Just when I wanted to leave this Village Voice debacle behind and write about more interesting things--namely, my love life-- Gawker posted my pitch to Doug Simmons.
If you read my full email, you'll see that my idea was to write an article listing ways in which a woman could spot a pick-up artist. If the tone seems a bit negative, it's because my experience with PUA Dave left me feeling a bit uneasy, and I felt that women should be armed with the knowledge I had to catch these guys out. This is before I met Logan or PUA Mr. Right or Rebel Leader or communicated with any of the cool pick-up artists that have since given me a positive impression of the scene. The thing is, I went on to blog about a lot of these techniques, anyway, like peacocking, but ended up realizing that most of these guys create positive and fun experiences for women. Very unlike the ultimately shady encounter I had with PUA Dave.
Speaking of PUA Dave, I received a handwritten note from him at work, the other day (I had given him my business card). It said:
I apologize for lying to you.
Apology accepted, Dave, though I still hope to avoid any future social situations with you. Sorry, but you made me very uncomfortable.
Anyway, yes, I think The Village Voice stole my idea, and Doug Simmons is a liar for claiming I never pitched him the story, and at the very least somebody should have called me to make sure I didn't make up the whole PUA encounter (isn't there something called fact-checking?), but that's all I want to say about it for now. And no, I will not give any interviews where I have to reveal my real name.
Now can I talk about the latest in my dating world? Yes? Yes.
I had a date with Clive Owenish on Wednesday. In person, he was hot, and looked so much like Clive Owen I couldn't believe it. I wanted to put a tux on this guy and act out all my Croupier fantasies. Instead we went to dinner.
We weren't through the appetizer before he started talking about his divorce. Very bitterly. Oh boy. Wife cheated on him with friend, horrible, horrible circumstances.
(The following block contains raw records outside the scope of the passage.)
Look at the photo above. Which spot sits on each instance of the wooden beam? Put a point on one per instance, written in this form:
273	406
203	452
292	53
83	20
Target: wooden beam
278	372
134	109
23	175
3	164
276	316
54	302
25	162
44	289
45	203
He's been divorced less than six months, so the bad feelings are justified, but must they be brought up over a lovely dinner, while on a date? Did I sigh yet? Sigh.
Apart from being on the rebound and harboring such resentment from the divorce, he was an intelligent guy. At one point in the conversation he said,
"My father had a secret life, and had a girlfriend while married. My wife had a secret life. Why does everyone feel the need to have a secret life??"
That's when I really knew there would be no second date.
However, there will be a third date, with Arty Adam, tonight! It will be so great to spend an evening with a man whose company I know I enjoy. The tricky thing will be when he asks how my week has been. I wish I could answer,
"Well, I've become peripherally involved in a newspaper scandal that's now getting nationwide coverage, but other than that, same old same old."
Yet something tells me I'll have to stick to talking about my busy week at work.